ミドリガメが輸入禁止になる件について

2015-08-05

こんばんは。
あなたは、もうすぐミドリガメが“気軽に飼える(買える)ペット”ではなくなることをご存知ですか?
7月29日、環境省によって、2020年を目処にミドリガメを「特定外来生物」として指定し、輸入を禁止することが発表されました。
それまでに飼われているミドリガメについては届け出制となり、人間に捨てられて野生化したミドリガメは駆除されるとのことです。

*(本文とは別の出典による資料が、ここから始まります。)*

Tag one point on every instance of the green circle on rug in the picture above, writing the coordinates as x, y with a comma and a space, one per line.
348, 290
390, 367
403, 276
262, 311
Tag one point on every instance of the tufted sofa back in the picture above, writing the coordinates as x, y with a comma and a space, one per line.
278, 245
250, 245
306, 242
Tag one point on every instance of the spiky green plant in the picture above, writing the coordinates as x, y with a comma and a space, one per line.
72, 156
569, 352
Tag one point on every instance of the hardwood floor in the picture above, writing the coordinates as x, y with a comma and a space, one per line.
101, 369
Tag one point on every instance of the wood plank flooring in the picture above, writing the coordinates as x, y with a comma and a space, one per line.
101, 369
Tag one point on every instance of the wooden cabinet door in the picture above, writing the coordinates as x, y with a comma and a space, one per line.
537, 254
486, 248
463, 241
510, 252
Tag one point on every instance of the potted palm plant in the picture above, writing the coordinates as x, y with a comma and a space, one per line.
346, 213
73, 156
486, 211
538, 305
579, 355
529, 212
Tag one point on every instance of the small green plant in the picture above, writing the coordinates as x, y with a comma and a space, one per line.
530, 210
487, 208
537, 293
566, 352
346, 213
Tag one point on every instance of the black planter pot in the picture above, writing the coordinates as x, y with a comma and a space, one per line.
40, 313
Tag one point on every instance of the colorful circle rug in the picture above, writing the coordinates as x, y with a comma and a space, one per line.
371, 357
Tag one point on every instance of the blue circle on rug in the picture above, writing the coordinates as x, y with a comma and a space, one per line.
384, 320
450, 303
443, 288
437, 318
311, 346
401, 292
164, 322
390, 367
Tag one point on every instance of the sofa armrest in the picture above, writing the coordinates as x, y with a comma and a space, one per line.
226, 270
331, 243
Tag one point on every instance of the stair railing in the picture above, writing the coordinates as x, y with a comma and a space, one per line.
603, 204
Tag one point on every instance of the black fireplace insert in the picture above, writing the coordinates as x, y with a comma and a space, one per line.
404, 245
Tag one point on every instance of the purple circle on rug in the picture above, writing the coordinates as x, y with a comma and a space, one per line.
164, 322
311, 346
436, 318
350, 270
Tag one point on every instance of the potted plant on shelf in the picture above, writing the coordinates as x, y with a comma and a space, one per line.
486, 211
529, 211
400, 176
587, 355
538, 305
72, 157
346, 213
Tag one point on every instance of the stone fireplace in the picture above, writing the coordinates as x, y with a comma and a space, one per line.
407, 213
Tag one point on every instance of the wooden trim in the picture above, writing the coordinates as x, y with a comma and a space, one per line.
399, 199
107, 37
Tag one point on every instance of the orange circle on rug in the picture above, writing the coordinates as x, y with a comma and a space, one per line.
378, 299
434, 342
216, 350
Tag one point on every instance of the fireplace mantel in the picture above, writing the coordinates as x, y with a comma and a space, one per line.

ミドリガメは、日本では昔から“気軽に飼える(買える)ペット”として親しまれてきました。
現在ペットショップでは一匹500円程度の安い値段で売られていますし、お祭りでは「かめすくい」を見かけることもありますよね。
しかし、実際のところミドリガメは“気軽に買えるペット”ではあっても、“気軽に飼えるペット”ではないのです。

その理由は大きく分けて三つあります。
一つ目は、寿命が30年と長いことです。
つまり、軽い気持ちで買ってきても、30年という長い年月をかけて面倒をみてあげる必要があります。
二つ目は、成長するとかなり大きくなるということです。
子どもの頃は500円玉くらいの大きさで、小さくてとてもかわいらしいのですが、成長すると30㎝くらいまで大きくなるそうです。
三つ目は、頻繁に大量の水替えをしなければならないことです。
ミドリガメは、小さいうちはあまり水槽を汚しませんが、大きくなってくるとものすごく水槽を汚してしまうそうです。
頻繁に水替えを行わないと臭くなるだけでなく、人間にとって有害なサルモネラ菌が繁殖します。
また、汚れた水をミドリガメは飲まないため、病気になってしまいます。
そのため、水替えを怠ると人間にとってもミドリガメにとっても良いことはありません。

以上の理由から、残念なことに飼いきれなくなって捨ててしまう人間が多く、結果として野生化したミドリガメが繁殖し、レンコンなどの野菜の新芽を食い荒らしてしまう被害が報告されているそうです。
さらに、ミドリガメはとても強い繁殖力を持つことで知られていますが、在来種であるニホンイシガメの生息域を奪う傾向がみられるため、環境庁は今回の措置に踏み切ったとのことでした。
「売れるから」といってわざわざ外国から日本に連れてこられたのに、結果として捨てられて、挙句の果てに人間の勝手で駆除されてしまうなんて、ミドリガメにとってはいい迷惑ですよね。
ミドリガメに限らず、動物を飼うときはその動物の一生をみるという覚悟をしっかりと持つべきだと私は思います。